Liputan6.com, Jakarta - Abah Setu alias K.H. Ir. Asep Setiawan menyampaikan permohonan maaf setelah pernyataannya yang beredar di media sosial menuai kecaman. Polemik tersebut bahkan membuat sejumlah warga mendatangi Majelis Dzikir Nurul Hikam, Desa Telajung, Cikarang Barat, Kabupaten Bekasi.
Permintaan maaf itu disampaikan Asep saat dipertemukan dengan unsur MUI Kabupaten Bekasi, tokoh agama, tokoh masyarakat, serta perwakilan organisasi kemasyarakatan di Mapolres Metro Bekasi, Kamis (10/9/2026).
Advertisement
Kabid Humas Polda Metro Jaya Kombes Pol Budi Hermanto mengatakan, pihaknya masih mendalami pernyataan Asep yang videonya beredar luas di media sosial.
“Dalam forum tersebut, Asep Setiawan menyampaikan permohonan maaf atas pernyataannya yang menimbulkan keberatan di tengah masyarakat. Sementara itu, informasi dan keterangan yang telah diperoleh masih dalam pendalaman oleh pihak kepolisian,” kata Budi dalam keterangannya, Kamis (10/9/2026).
Polemik mencuat setelah video ceramah yang diduga memuat penghinaan terhadap Nabi Muhammad SAW beredar di media sosial.
Dalam rekaman itu, sosok yang disebut Abah Setu menyinggung Nabi Muhammad SAW dan menyebut pengikutnya terjebak syariat.
Tak hanya ramai di media sosial. Sejumlah warga kemudian mendatangi Majelis Dzikir Nurul Hikam di Desa Telajung, Cikarang Barat, Senin, 7 September 2026 malam.
Warga Diarahkan Lapor
Polisi yang berada di lokasi meminta warga tidak main hakim sendiri.

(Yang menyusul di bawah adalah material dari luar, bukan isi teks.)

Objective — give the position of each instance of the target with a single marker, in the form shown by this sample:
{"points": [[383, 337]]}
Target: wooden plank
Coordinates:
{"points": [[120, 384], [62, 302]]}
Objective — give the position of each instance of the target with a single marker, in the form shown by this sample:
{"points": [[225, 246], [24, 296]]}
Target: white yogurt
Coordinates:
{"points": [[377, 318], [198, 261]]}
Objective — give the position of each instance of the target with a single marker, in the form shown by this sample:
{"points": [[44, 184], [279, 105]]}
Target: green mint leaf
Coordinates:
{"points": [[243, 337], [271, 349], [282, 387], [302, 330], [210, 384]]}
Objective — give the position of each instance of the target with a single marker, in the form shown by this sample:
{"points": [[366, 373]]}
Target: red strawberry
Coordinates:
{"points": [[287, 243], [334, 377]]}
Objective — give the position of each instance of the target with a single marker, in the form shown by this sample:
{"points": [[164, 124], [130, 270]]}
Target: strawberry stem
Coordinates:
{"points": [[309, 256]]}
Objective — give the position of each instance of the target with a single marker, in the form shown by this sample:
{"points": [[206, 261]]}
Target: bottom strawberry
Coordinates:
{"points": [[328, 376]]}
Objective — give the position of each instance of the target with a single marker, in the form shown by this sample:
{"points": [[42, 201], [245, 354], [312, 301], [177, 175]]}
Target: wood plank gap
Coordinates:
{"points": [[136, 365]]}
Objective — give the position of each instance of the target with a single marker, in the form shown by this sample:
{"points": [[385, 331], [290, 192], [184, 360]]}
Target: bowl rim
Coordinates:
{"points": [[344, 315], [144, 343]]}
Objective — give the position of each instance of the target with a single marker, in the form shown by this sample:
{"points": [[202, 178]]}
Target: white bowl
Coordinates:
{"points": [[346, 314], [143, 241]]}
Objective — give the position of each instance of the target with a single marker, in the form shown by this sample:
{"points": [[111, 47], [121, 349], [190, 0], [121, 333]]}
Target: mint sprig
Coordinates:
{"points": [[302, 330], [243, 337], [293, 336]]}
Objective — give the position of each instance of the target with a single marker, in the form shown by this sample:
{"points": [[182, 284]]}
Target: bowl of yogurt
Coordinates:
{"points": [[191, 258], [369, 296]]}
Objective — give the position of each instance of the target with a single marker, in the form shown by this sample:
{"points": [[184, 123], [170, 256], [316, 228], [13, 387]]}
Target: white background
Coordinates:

Warga diarahkan melaporkan dugaan tindak pidana tersebut kepada kepolisian.
Massa akhirnya membubarkan diri pada Selasa, 8 September dini hari. Situasi di lokasi dilaporkan aman dan kondusif.
Polisi kemudian meminta keterangan Asep. Saat itu, Asep menyatakan video yang beredar merupakan potongan rekaman. Ia juga menduga sebagian isi video telah diubah menggunakan teknologi kecerdasan buatan atau AI.
Meski begitu, polemik belum langsung berakhir. Polisi tetap menggali keterangan dari berbagai pihak sebelum menentukan perkembangan penanganan perkara tersebut.
Budi mengatakan pihaknya memahami keresahan yang muncul di tengah masyarakat. Namun, dia meminta warga tetap tenang dan tidak menyebarkan informasi yang belum dipastikan kebenarannya.
“Kepolisian selanjutnya tetap mendalami peristiwa tersebut, memantau dan berkomunikasi dengan para pihak guna menjaga situasi kamtibmas tetap aman dan kondusif,” ujarnya.